Using ‘Slop Forensics’ to Determine Model Ancestry
17 points by emschwartz
17 points by emschwartz
If you dismiss this because you’re not interested in LLMs you might miss a pretty cool statistical idea!
Combining stylometry with phylogeny to draw trees is clever! Using it to reveal the phylogeny of synthetic training data is pretty neat, but I want to see the same technique used on real literature. Can we draw a phylogeny (maybe a more complex graph) of influential authors? Genres?
I’d like to see, or maybe I’ll do, a sort of network analysis of literature. Maybe some statistical methods can quantify the impact of Poe and Arthur Conan Doyle on mystery fiction. I don’t know, it looks like there’s a lot of potential for some novel digital humanities work on quantitative analysis of literary genres & influences.
perhaps, but (asking as someone who spent exactly 60 seconds studying this field) are all the influences reducible to factors that are in-the-text? I suppose this is easier to answer for genetics than for cultural artifacts like fiction.
As someone who hasn’t even spent 60 seconds studying this field. Yes!
Words don’t have intrinsic meanings and between two individuals the interpretation of a word or phrase (the union of their understanding of the use of that word) may be empty! Between any two individuals, there are certainly many words which are!
Now to go read the article …
After LLMs, everyone is a postmodern literary critic. There’s no objective truth, just Text.
I was a postmodern literary critic before LLMs as well, but I generally expected silence or a nice discussion, not dismissal and derision.
On second thought, it’s probably time to get out of here.
I’ve been on lobste.rs since hearing about it on the IRC at Railsconf 2012, but it’s time to move on.

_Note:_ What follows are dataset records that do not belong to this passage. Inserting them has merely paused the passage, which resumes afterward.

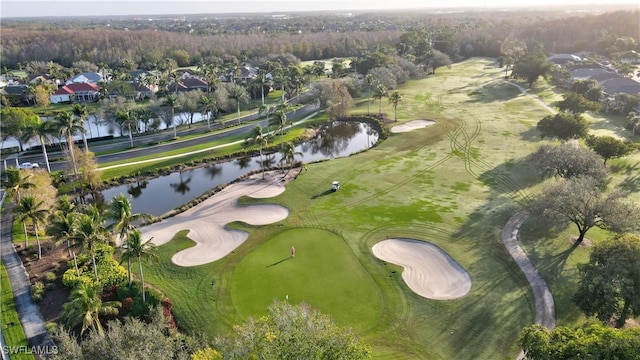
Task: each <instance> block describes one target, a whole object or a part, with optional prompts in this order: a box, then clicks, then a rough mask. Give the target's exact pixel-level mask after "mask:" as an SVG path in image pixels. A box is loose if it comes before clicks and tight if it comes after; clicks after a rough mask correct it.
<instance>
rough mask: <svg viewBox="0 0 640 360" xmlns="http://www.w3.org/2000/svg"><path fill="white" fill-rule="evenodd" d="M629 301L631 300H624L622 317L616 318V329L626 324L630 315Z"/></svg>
mask: <svg viewBox="0 0 640 360" xmlns="http://www.w3.org/2000/svg"><path fill="white" fill-rule="evenodd" d="M629 303H630V301H627V300H625V301H624V306H623V307H622V311H621V312H620V317H619V318H618V320H616V329H622V327H623V326H624V324H625V323H626V322H627V317H629V306H630V305H629Z"/></svg>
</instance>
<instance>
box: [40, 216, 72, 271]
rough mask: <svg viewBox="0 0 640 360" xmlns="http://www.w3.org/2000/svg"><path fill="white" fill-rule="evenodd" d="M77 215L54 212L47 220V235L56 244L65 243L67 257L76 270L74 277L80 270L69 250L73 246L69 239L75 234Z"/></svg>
mask: <svg viewBox="0 0 640 360" xmlns="http://www.w3.org/2000/svg"><path fill="white" fill-rule="evenodd" d="M76 219H77V213H75V212H70V213H66V212H64V211H62V210H59V209H58V210H56V211H55V212H54V213H53V214H52V215H51V216H50V218H49V225H48V226H47V230H46V232H47V234H49V235H51V236H52V237H53V240H54V241H55V243H56V244H59V243H61V242H63V241H66V242H67V251H68V252H69V257H71V258H72V259H73V264H74V267H75V269H76V275H77V276H80V270H78V260H77V259H76V253H75V252H74V251H72V250H71V247H72V246H73V244H72V243H71V239H72V238H73V234H74V233H75V232H76V228H77V227H76V224H77V221H76Z"/></svg>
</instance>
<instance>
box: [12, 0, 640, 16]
mask: <svg viewBox="0 0 640 360" xmlns="http://www.w3.org/2000/svg"><path fill="white" fill-rule="evenodd" d="M625 3H626V4H629V3H634V1H633V0H444V1H435V0H342V1H336V0H324V1H319V0H295V1H271V0H262V1H259V0H235V1H229V0H223V1H219V0H187V1H180V0H170V1H169V0H133V1H124V0H110V1H105V0H62V1H59V0H0V17H2V18H7V17H34V16H92V15H158V14H196V13H237V12H247V13H251V12H284V11H289V12H294V11H313V10H337V11H340V10H358V9H411V8H443V7H461V6H473V7H506V6H516V5H517V6H526V7H529V8H533V7H540V6H548V5H570V4H585V8H588V7H589V6H588V4H598V5H607V4H625ZM635 3H636V4H637V0H636V1H635ZM638 7H639V8H640V5H638Z"/></svg>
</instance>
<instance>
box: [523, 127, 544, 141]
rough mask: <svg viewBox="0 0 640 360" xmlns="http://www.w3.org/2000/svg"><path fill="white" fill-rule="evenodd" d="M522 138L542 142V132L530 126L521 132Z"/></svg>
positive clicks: (530, 140)
mask: <svg viewBox="0 0 640 360" xmlns="http://www.w3.org/2000/svg"><path fill="white" fill-rule="evenodd" d="M520 139H521V140H524V141H529V142H540V141H542V139H541V138H540V132H539V131H538V129H537V128H536V127H530V128H529V129H527V130H526V131H523V132H521V133H520Z"/></svg>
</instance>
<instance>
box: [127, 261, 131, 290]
mask: <svg viewBox="0 0 640 360" xmlns="http://www.w3.org/2000/svg"><path fill="white" fill-rule="evenodd" d="M127 272H128V273H129V274H128V275H129V287H131V259H127Z"/></svg>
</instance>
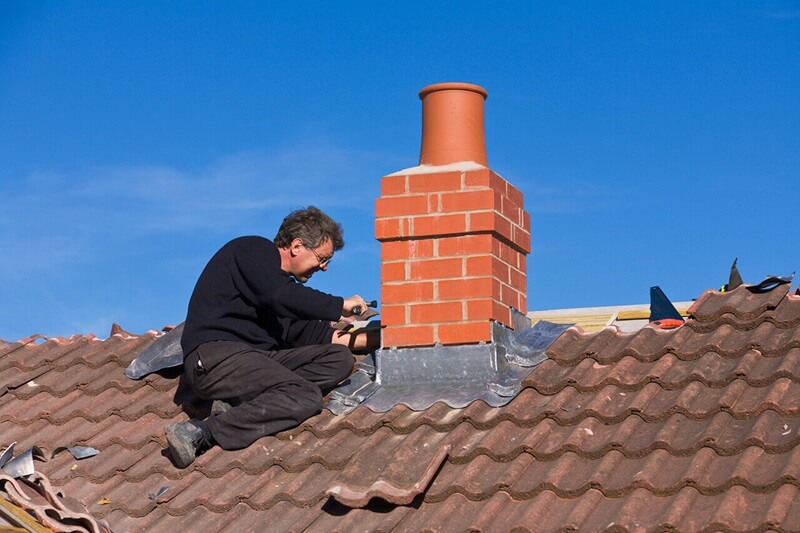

Please DM me if you know of a better community of early adopters / more open minded people.
That article was fascinating… If these models are trading off ‘learning from each other’ under human guidance, at what point will we expect a model with an understanding of at least one concept which is completely divorced from any human understanding? Does it even require multiple ‘generations’?
Is there some kind of… Common novelty metric in genetics which would fit this definition when applied to semantics? (i.e. a novel gene which has no obvious ancestors corresponding to a novel phrase which an LLM uses frequently but which, statistically, did not exist in the training data)?
at what point will we expect a model with an understanding of at least one concept which is completely divorced from any human understanding
When there’s something there that can contribute some understanding, based on its experience of something other than text, i.e. not any time soon.
Unless you want to set a different bar for “understanding”, in which case it happened a long time ago with SolidGoldMagikarp.
Where should we set the bar in the first place?
I’m 35, my definition of ‘a long time ago’ is probably different then yours, and I find it’s very helpful to set the goalposts in advance so that when we inevitably blow through them we can say, ‘well, there it went’ instead of ‘herp, well, we should just ignore the last 60 years of comp-sci/philosophy/ethics papers that discuss the turing test’.